To assess the impact conferred by the confluence of common RLS variants we calculated a RLS-PRS for each of the 500,000 UK Biobank subjects. The RLS-PRSs were calculated using summary statistics from a subset of the RLS-GWAS meta-analysis (UK participants from the INTERVAL and the UK Biobank excluded). Briefly, to generate the RLS-PRS for the UK Biobank sample we used 630,000 informative SNPs across the genome and constructed locus allele-specific weightings by applying LDpred to the summary data from the subset meta-analysis GWAS64. Constructing individual weightings, we were able to calculate an aggregated score of genetic susceptibility for RLS in all included individuals. Subsequently, we assessed the impact of RLS-PRS on 12,075 traits (binary and quantitative) resulting in a Bonferroni significant threshold of P < 0.05/12,075 = 4.14 × 10−06.

URLs

GTEx, https://www.gtexportal.org/. The Genotype-Tissue Expression (GTEx).

COJO, https://cnsgenomics.com/software/gcta/#Overview.

SHAPEIT, https://mathgen.stats.ox.ac.uk/genetics_software/shapeit/shapeit.html.

PLINK2, https://www.cog-genomics.org/plink/2.0/

IMPUTE 2, https://mathgen.stats.ox.ac.uk/impute/impute_v2.html#download

Ethics

All sample identifiers were encrypted in accordance with the regulations of the Icelandic Data Protection Authority and written informed consent was collected from all study participants. The deCODE dataset was approved by the National Bioethics Committee of Iceland. The DBDS dataset was approved by The Scientific Ethical Committee of Central Denmark (M-20090237) and by the Danish Data Protection agency (30-0444). GWAS studies in DBDS were approved by the National Ethical Committee (NVK-1700407). The INTERVAL dataset was approved by the National Research Ethics Service Committee East of England - Cambridge East (Research Ethics Committee (REC: 11/EE/0538). The Emory dataset was approved by an institutional review board at Emory University, Atlanta, Georgia, US (HIC ID 133-98).

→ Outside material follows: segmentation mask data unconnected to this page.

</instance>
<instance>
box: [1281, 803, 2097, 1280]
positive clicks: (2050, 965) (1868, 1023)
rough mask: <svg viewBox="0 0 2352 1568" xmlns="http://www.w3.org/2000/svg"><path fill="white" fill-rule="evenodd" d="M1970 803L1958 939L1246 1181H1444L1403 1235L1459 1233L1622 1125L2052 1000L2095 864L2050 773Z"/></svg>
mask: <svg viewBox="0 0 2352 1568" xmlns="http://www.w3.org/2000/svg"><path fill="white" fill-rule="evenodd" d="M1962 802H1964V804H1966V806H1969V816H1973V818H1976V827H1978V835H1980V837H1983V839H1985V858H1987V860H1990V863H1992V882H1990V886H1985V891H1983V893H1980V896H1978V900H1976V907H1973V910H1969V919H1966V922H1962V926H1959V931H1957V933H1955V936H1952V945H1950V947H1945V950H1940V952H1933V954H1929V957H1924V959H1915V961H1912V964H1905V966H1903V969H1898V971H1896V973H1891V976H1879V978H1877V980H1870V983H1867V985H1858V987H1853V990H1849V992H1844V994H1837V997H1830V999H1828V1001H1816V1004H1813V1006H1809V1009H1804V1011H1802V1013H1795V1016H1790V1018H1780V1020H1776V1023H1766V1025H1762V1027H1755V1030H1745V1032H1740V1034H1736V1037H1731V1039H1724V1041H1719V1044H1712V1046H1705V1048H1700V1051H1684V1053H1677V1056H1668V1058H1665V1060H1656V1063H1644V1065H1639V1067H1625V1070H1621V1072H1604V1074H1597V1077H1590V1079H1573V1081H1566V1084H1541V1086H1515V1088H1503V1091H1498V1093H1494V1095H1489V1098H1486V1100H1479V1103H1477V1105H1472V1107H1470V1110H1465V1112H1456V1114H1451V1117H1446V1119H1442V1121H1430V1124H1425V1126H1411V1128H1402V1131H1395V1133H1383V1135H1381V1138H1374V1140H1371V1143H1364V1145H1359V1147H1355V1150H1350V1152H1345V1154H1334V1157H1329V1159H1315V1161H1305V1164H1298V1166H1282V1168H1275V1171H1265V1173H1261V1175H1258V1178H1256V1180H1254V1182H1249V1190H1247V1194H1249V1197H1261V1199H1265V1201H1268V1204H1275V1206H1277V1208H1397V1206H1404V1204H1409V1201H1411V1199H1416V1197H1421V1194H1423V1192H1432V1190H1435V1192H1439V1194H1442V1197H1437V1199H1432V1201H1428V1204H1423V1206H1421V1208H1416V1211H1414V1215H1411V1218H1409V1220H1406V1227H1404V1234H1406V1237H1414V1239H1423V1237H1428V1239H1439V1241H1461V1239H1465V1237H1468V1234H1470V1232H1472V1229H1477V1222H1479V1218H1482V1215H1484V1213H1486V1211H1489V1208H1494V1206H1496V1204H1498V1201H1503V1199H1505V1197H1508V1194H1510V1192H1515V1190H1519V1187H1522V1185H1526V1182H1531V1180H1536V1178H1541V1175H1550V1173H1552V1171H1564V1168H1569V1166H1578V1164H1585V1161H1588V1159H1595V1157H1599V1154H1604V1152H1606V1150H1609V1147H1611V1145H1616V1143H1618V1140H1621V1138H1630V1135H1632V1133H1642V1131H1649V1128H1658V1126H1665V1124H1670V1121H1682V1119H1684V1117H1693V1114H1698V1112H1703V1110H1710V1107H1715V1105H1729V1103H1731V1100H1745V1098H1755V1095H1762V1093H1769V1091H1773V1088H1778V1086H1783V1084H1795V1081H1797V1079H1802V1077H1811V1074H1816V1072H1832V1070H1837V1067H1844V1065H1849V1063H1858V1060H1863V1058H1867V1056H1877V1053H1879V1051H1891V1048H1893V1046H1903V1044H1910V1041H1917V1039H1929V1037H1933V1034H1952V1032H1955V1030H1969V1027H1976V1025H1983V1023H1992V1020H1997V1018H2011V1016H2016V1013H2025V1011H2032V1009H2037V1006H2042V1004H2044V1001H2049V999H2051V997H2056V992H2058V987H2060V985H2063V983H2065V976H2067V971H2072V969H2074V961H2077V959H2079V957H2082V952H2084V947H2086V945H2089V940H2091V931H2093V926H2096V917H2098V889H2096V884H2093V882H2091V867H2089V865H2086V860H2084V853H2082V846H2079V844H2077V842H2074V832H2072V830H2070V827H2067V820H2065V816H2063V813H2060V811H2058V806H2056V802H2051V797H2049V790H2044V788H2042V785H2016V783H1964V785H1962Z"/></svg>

The Donor InSight-III dataset was approved by the Medical Ethical Committee of the Academic Medical Center (AMC) in the Netherlands, and Sanquin’s Ethical Advisory Board approved DIS-III and all participants gave their written informed consent. UK Biobank is approved by the North West Multi-center Research Ethics Committee, and by the Patient Information advisory Group, the National Information Governance Board for Health and Social Care, and from the Community Health Index Advisory Group. UK Biobank also holds a Human Tissue Authority license65.

Reporting summary

Further information on research design is available in the Nature Research Reporting Summary linked to this article.